Is the problem truly down to physics or is it down to the stovepiped and conservative attitudes of PC part manufacturers and their trade groups like JEDEC? (Not that consumers don't play a role here too).
The only essential part of sockets vs solder is the metal-metal contacts. The size of the modules and the distance from the CPU/GPU are all adjustable parameters if the will exists to change them.
> The only essential part of sockets vs solder is the metal-metal contacts.
Yeah... And that’s a pretty damn big difference. A connector is always going to result in worse signal integrity than a high-quality solder joint in the real world.
> The only essential part of sockets vs solder is the metal-metal contacts
And at GHz speeds that matters more than you may think.

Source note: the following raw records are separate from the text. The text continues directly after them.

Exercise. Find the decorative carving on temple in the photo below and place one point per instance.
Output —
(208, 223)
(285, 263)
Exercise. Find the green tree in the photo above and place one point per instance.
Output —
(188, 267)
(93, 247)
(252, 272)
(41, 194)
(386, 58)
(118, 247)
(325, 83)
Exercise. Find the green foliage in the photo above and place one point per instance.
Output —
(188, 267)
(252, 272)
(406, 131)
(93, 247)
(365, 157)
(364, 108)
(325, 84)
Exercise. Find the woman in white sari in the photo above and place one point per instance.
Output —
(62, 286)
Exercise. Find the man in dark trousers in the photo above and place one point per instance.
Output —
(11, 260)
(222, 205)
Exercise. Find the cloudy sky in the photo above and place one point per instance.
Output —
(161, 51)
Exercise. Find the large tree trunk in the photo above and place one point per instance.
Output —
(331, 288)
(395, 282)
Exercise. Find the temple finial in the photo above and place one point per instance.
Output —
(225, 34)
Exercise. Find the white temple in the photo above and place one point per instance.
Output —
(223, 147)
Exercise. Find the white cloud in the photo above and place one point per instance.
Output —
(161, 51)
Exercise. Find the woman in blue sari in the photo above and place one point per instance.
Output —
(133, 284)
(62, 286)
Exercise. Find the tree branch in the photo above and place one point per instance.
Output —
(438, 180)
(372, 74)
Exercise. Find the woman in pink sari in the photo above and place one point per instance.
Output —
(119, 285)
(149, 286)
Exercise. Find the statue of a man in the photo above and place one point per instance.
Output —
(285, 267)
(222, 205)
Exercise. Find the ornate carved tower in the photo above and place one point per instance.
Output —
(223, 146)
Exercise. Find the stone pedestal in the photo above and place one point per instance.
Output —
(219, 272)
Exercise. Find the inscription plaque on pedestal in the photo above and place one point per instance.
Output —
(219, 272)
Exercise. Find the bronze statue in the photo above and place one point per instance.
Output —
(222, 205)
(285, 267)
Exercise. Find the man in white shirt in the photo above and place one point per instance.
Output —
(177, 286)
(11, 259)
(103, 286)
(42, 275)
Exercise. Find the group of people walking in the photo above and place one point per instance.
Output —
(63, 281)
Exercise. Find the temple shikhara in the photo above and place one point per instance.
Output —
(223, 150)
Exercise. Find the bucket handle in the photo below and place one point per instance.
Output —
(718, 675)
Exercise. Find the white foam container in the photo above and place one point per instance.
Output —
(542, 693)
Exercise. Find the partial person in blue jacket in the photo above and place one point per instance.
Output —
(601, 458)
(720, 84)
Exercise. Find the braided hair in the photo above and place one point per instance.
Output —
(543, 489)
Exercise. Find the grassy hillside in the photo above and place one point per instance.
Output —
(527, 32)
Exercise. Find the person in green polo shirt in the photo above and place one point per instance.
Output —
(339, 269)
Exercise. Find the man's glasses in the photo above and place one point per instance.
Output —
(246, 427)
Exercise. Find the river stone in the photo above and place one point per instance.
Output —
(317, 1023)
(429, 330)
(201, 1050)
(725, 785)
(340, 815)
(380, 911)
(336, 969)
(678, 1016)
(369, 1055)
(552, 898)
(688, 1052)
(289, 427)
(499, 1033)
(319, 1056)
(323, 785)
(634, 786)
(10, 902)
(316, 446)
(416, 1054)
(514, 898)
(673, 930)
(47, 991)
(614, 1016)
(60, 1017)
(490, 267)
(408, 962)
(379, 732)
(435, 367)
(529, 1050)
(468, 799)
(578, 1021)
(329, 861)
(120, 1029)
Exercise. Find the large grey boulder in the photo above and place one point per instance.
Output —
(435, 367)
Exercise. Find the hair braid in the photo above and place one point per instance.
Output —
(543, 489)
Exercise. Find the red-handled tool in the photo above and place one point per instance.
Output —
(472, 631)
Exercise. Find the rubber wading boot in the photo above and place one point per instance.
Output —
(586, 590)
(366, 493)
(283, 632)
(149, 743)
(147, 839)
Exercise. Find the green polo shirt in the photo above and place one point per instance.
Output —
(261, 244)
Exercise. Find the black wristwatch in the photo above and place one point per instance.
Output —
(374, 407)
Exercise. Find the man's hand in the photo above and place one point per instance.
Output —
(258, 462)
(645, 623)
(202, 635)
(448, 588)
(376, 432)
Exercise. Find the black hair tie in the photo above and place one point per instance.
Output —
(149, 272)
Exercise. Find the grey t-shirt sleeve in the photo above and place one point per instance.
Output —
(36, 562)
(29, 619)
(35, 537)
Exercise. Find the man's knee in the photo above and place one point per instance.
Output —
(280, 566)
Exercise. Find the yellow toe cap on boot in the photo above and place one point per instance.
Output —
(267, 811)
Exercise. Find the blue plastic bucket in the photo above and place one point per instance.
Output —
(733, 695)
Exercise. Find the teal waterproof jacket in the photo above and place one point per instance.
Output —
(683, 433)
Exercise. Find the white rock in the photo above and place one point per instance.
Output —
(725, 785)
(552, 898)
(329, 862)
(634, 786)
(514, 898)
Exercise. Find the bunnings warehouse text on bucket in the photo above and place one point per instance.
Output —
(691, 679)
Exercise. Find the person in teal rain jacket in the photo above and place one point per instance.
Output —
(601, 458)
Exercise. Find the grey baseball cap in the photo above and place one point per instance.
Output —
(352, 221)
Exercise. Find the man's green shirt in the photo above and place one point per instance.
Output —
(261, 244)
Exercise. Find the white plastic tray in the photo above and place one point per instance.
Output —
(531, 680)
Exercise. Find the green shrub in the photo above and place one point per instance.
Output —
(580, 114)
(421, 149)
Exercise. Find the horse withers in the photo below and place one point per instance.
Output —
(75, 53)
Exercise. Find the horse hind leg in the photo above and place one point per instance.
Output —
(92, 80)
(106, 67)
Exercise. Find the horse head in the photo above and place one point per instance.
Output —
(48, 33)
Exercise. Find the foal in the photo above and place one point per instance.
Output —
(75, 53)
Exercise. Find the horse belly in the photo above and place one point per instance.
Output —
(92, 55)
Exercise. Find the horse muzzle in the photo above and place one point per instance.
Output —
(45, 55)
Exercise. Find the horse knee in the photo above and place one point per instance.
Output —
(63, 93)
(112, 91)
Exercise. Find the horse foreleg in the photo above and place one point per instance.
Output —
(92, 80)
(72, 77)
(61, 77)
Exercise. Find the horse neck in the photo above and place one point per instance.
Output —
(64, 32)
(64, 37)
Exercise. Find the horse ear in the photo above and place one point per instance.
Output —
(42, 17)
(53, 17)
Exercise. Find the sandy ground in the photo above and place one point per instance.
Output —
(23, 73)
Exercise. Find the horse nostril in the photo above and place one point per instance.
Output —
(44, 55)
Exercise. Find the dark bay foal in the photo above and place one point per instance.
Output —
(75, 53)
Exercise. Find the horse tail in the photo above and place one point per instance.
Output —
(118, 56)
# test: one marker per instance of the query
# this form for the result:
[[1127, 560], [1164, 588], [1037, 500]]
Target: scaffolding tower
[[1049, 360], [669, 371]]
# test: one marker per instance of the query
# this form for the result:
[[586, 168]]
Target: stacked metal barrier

> Is the problem truly down to physics
Yes. The "conservative attitudes" of JEDEC et al. are a consequence of physics and the capabilities of every party involved in dealing with it, from the RAM chip fabricators and PCB manufacturers, all the way to you, the consumer, and the price you're willing to pay for motherboards, power supplies, memory controllers, and yield costs incurred trying to build all of this stuff, such that you can sort by price, mail order some likely untested combination of affordable components and stick them together with a fair chance that it will all "work" within the power consumption envelope, thermal envelope, and failure rate you're likely to tolerate. Every iteration of the standards is another attempt to strike the right balance all the way up and down this chain, and at the root of everything is the physics of signal integrity, power consumption, thermals and component reliability.